On the issue of damages, the court found that because Hoffman accepted a lower sale price in exchange for L&M’s agreement to make maximum efforts to keep all aspects of the transaction confidential indefinitely, Hoffman’s damages were caused by the fact that she did not get the benefit of her bargain. As to the type and amount of damages, the court held that as a matter of law, Hoffman was not entitled to recover the sums that she had elected and which she was awarded in the first judgement. However, the court held that Hoffman could recover damages representing the difference between the sum for which she actually sold the Rothko for in a private sale and what she could have sold the Rothko for at public auction.  The court further held that it would award Hoffman these damages in a separate judgment, once Hoffman moves to amend or alter the court’s judgment, as required by federal procedure.

As this second Hoffman decision shows, the role of the art dealer in a sale and purchase transaction is not always clear.  There are two main scenarios.  In the first scenario, the art dealer acts as an agent.  He may be agent for the seller, or agent for the buyer.  He takes a commission, typically paid by the principal (note that this is not always the case, e.g. auction houses typically take a commission from the seller, their principal, and also from the buyer).  In this case, the first court held that L&M were agents for the buyer.  The second court disagreed and held that on the evidence, L&M had bought the Rothko from Hoffman and re-sold it to Studio Capital.  In that second scenario, the art dealer buys from the seller, and re-sells to the buyer.  In other words, the art dealer takes a principal position.  The difference between his purchase price, and his resale price, is his profit.  In a purchase and re-sale scenario, the art dealer is expected to assume a degree of commercial risk.

There are references in the judgment to L&M acting as an intermediary.  That word can cause confusion, because an intermediary can be an agent, or a dealer buying to resell.  The art dealer can also act as “intermediary” by introducing seller and buyer, and taking an introductory commission.  A dealer simply effecting an introduction is typically not a party to the sale and purchase transaction itself.

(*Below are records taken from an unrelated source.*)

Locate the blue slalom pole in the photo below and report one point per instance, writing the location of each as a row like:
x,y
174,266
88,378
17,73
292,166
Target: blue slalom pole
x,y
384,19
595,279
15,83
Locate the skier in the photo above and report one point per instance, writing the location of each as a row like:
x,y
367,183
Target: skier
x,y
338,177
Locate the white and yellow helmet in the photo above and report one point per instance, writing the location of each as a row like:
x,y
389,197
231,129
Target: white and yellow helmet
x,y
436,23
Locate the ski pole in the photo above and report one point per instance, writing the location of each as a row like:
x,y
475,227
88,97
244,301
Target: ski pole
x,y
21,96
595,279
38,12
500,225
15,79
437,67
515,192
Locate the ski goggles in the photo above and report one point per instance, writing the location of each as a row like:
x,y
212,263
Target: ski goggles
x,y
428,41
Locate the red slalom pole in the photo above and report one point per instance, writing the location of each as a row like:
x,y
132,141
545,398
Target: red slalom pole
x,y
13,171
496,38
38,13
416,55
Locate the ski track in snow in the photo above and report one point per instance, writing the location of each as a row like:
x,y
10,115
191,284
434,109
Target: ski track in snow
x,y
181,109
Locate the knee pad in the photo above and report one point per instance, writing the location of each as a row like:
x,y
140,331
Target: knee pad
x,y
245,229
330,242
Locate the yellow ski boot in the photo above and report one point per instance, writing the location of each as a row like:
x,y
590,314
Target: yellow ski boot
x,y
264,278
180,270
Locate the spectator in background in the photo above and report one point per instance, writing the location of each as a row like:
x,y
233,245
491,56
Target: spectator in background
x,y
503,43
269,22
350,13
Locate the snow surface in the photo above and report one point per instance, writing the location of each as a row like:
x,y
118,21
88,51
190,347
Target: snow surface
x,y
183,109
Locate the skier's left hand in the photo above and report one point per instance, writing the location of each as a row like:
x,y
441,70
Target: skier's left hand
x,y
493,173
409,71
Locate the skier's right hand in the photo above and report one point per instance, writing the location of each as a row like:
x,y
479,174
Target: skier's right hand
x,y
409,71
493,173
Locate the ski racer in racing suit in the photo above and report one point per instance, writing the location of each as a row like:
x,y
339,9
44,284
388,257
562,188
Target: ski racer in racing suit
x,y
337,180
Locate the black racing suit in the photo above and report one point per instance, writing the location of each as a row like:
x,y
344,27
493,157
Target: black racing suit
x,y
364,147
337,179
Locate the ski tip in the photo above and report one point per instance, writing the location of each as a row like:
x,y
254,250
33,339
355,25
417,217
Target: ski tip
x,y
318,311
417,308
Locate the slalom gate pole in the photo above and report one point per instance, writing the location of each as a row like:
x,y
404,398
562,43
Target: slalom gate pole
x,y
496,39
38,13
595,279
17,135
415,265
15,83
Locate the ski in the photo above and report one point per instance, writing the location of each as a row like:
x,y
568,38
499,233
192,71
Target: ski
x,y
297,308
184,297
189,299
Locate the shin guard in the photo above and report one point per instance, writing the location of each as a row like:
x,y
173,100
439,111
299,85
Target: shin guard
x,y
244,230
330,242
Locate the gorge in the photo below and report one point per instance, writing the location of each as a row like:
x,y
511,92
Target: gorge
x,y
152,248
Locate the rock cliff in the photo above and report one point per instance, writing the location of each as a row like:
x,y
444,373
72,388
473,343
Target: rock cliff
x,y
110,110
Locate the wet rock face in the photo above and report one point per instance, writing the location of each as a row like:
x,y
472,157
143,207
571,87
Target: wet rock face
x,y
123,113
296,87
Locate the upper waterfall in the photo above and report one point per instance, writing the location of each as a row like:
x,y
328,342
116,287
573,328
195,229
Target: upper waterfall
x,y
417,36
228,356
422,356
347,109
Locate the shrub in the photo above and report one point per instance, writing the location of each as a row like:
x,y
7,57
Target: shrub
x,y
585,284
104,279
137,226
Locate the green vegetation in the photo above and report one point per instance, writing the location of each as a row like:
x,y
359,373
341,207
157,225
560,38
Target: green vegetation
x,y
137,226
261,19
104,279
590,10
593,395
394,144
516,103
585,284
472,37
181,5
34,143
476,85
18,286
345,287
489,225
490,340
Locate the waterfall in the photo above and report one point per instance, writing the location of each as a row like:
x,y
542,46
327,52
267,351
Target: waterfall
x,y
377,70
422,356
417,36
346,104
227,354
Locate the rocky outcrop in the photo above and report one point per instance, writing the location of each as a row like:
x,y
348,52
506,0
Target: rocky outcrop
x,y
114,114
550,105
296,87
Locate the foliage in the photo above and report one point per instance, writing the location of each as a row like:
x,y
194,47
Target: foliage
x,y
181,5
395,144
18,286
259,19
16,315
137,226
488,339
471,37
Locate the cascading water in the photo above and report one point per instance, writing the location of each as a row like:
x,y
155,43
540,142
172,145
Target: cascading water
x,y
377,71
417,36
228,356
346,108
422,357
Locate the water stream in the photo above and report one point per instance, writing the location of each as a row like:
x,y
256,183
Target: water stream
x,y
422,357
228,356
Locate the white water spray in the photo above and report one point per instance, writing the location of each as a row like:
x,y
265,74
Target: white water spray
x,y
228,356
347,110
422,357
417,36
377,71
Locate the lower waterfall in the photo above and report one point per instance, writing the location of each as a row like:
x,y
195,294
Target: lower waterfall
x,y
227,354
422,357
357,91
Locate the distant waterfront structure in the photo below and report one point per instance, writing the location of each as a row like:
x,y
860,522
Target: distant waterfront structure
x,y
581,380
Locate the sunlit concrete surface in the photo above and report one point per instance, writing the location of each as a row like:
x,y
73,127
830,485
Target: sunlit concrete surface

Some dealers contend that they act as an intermediary in the sense that they put the transaction together.  They take a commission from the seller, the buyer, or both, for arranging the transaction.  They neither buy nor sell, nor do they act as agent.  They say that they act on their own account.  This is problematic.  The law (at least in England) struggles with the concept of an art dealer engaged in a sale and purchase acting for himself without buying and selling, and without acting as agent for either party.  The courts will seek to characterise the dealer’s role in the transaction either as principal (buying to resell for his own account), or as agent for the buyer or the seller.  If the dealer’s role is unclear, and a dispute arises, the court may assign him a role which he had not intended to play, on occasions resulting in unexpected and unattractive consequences.  For that reason, art dealers would be well advised to select the role they play at the outset of any transaction, and ensure that the transaction is documented in a manner consistent with that role.